January 05, 2017 Top Story

Courts May Consider Foreign Law Declarations on Motions to Dismiss

Federal court relies on plain language of Rule 44.1 to resolve issue of first impression

Matthew S. Mulqueen

District courts may consider foreign legal materials outside the pleadings when deciding motions to dismiss, according to the U.S. Court of Appeals for the Ninth CircuitThe opinion emphasizes that Federal Rule of Civil Procedure 44.1 treats foreign law determinations as questions of law—not fact. The decision helps explain how federal judges should treat foreign law, particularly at the motion to dismiss stage.

Portrait of a Painter

The dispute originated from the transcontinental attempts of a French national, Yves Sicre de Fontbrune, to protect his copyright in photographs of Pablo Picasso's artworks. An American art publisher, Wofsy, reproduced the Picasso photographs and triggered the lawsuit.

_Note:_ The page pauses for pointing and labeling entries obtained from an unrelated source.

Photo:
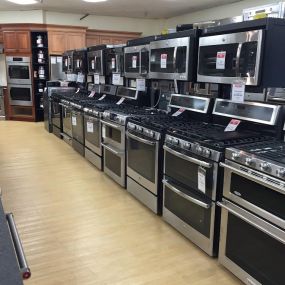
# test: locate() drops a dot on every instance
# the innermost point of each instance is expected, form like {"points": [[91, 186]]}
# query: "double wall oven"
{"points": [[246, 50], [174, 57], [19, 80]]}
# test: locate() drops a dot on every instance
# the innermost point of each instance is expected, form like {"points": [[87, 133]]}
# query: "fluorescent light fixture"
{"points": [[95, 1], [24, 2]]}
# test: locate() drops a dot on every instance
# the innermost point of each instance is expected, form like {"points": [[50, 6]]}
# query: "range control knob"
{"points": [[249, 161], [207, 153], [281, 172], [236, 155], [265, 166]]}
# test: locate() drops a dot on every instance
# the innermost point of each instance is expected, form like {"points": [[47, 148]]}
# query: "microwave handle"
{"points": [[227, 207], [238, 59]]}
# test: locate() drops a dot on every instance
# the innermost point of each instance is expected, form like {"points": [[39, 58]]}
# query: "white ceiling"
{"points": [[125, 8]]}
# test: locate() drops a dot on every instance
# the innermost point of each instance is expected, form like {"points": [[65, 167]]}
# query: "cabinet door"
{"points": [[57, 42], [75, 41], [24, 42], [10, 41]]}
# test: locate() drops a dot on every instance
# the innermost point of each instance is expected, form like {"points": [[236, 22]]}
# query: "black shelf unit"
{"points": [[39, 83]]}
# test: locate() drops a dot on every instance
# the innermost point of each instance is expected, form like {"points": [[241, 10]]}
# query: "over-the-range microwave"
{"points": [[252, 50]]}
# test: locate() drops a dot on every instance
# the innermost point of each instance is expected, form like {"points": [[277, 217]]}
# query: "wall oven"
{"points": [[21, 95], [225, 58], [18, 70], [174, 58]]}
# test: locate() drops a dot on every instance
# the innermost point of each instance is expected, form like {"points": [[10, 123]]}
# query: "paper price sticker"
{"points": [[221, 60], [134, 61], [74, 121], [178, 113], [232, 126], [90, 127], [120, 101], [163, 60]]}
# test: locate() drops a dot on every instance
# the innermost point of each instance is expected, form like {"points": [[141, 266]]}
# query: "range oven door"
{"points": [[115, 164], [195, 173], [255, 191], [92, 128], [225, 58], [250, 247], [169, 59], [191, 214], [66, 119], [142, 161], [114, 135], [20, 95], [77, 121]]}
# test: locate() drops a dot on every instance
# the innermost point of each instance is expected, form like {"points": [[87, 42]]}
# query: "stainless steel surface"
{"points": [[265, 180], [271, 122], [193, 98], [93, 158], [23, 264], [170, 43], [192, 234], [188, 158], [141, 194], [238, 38], [187, 197]]}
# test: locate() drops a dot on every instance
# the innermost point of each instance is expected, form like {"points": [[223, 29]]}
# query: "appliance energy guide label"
{"points": [[221, 60]]}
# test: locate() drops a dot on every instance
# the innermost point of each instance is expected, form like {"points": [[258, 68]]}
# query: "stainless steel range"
{"points": [[252, 243]]}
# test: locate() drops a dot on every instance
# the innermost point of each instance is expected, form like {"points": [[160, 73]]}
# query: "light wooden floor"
{"points": [[78, 227]]}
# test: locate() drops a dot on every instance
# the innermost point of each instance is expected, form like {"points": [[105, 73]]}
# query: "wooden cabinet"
{"points": [[62, 39], [97, 37], [17, 41]]}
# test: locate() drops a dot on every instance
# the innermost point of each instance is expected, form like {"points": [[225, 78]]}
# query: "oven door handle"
{"points": [[112, 125], [190, 159], [112, 150], [140, 139], [254, 178], [23, 265], [183, 195], [227, 207]]}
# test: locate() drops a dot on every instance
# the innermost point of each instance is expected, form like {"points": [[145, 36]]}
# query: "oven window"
{"points": [[186, 172], [196, 216], [255, 252], [132, 62], [20, 94], [19, 72], [258, 195], [113, 134], [142, 159], [113, 162], [92, 131]]}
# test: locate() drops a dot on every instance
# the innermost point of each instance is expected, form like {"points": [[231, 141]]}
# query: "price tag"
{"points": [[96, 79], [116, 79], [113, 63], [80, 77], [141, 84], [134, 61], [178, 113], [120, 101], [233, 124], [163, 60], [90, 127], [102, 97], [74, 121], [92, 94], [202, 179], [221, 60], [238, 90]]}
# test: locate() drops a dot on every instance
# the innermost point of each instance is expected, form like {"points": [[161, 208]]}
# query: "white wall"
{"points": [[146, 26], [219, 12]]}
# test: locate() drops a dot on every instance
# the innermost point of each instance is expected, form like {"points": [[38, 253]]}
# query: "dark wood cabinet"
{"points": [[17, 41]]}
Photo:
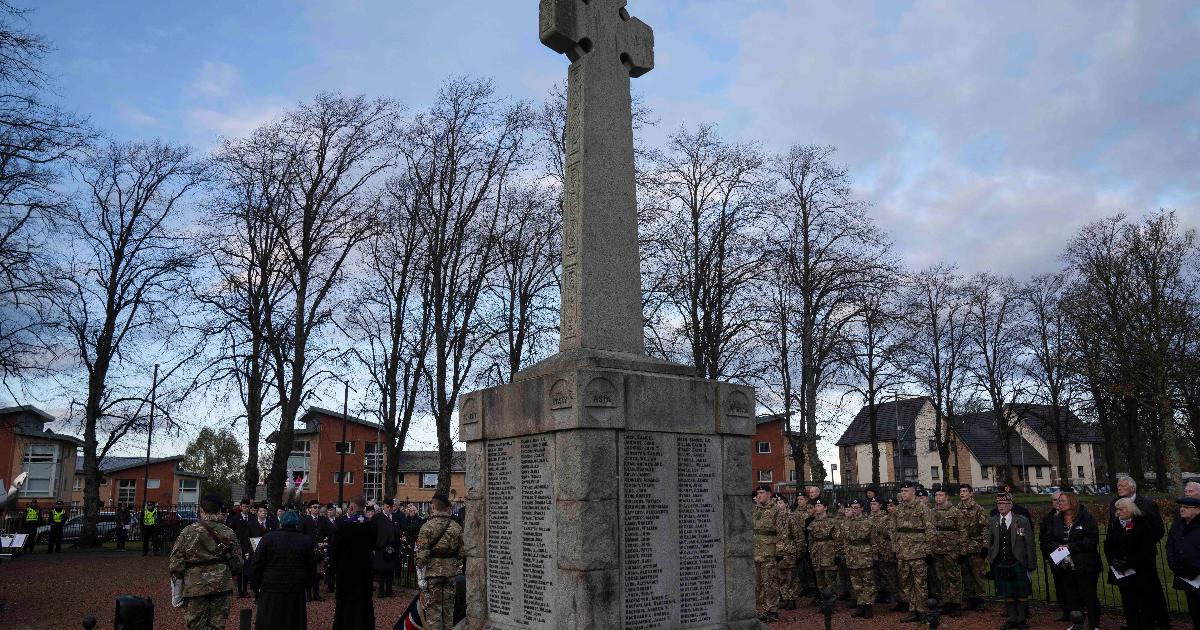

Cahiers d'Art, a French artistic and literary journal, originally published almost 16,000 photographs of Picasso's art taken by the artist's friend, Christian Zervos. The photographic collection, known as the "Zervos Catalog," became a universally recognized reference work of Picasso's artistic corpus. De Fontbrune purchased Cahiers d'Art's publisher's stock in 1979, thereby acquiring intellectual property rights in the Zervos Catalog under French law.